# Why the Debian GNU/kFreeBSD and NextBSD died?



## Deleted member 53988 (Aug 8, 2018)

Why the Debian GNU/kFreeBSD and NextBSD died?

I do not want to creat pointless fork.


----------



## michael_hackson (Aug 8, 2018)

Why Debian hasn't went further than releasing kFreeBSD to Jessie you may ask them.
PacBSD is still active though.

*Addition: *Maybe ones running the FreeBSD kernel see it more fit to run full FreeBSD instead. At the moment for my needs the BSDs and Linuxes are merged/seperarated just right, but then I haven't been around long enough to compare.


----------



## Beastie (Aug 8, 2018)

Ninja_Root said:


> Why the Debian GNU/kFreeBSD [...] died?
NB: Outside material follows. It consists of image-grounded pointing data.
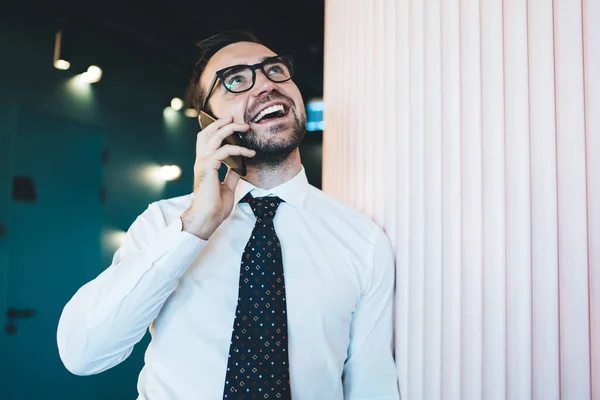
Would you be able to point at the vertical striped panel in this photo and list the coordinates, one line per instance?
(471, 200)
(470, 132)
(572, 218)
(451, 198)
(494, 259)
(401, 241)
(416, 201)
(518, 204)
(591, 50)
(433, 202)
(544, 229)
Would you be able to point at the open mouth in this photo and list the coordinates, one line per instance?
(271, 113)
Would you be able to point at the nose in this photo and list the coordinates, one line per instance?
(262, 84)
Two words: reproductive isolation. Any attempt at hybridization is a sterile endeavor.


----------



## michael_hackson (Aug 8, 2018)

Beastie said:


> Two words: reproductive isolation. Any attempt at hybridization is a sterile endeavor.



Huehuehuehue


----------



## Beastie7 (Aug 9, 2018)

Ninja_Root said:


> Why the Debian GNU/kFreeBSD and NextBSD died?
> 
> I do not want to creat pointless fork.



Because impractical ideas don't flourish.


----------



## shkhln (Aug 9, 2018)

Ninja_Root said:


> Why the Debian GNU/kFreeBSD and NextBSD died?
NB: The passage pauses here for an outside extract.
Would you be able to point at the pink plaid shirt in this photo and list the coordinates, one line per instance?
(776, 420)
I vaguely remember berating someone for this very question. If that thread was deleted, this one should also be at least locked.


----------



## cynwulf (Aug 9, 2018)

Debian GNU/kFreeBSD is not officially 'dead', just not very active and has not been fit to release over the course of at least two stable releases.  There has been some activity: https://metadata.ftp-master.debian....bsd-10/kfreebsd-10_10.3~svn300087-3_changelog

It's probably a pointless (but quite harmless) project...  but then you could say there are also hundreds, if not thousands, of pointless Linux distributions.


----------



## Purkuapas (Aug 9, 2018)

We can still remember about *UbuntuBSD*. Unfortunately, a huge number of projects around FreeBSD are dying due to lack of support and relevance (there are no people, no users, no market). list some of the interesting and dead projects: PetiteCloud,  Tredly, ClonOS, NFV Express ( *OpenStack* on top of *FreeBSD*! ). In other words, death (of kFreeBSD/NextBSD/AnyOtherBSD ) is quite normal ;-)


----------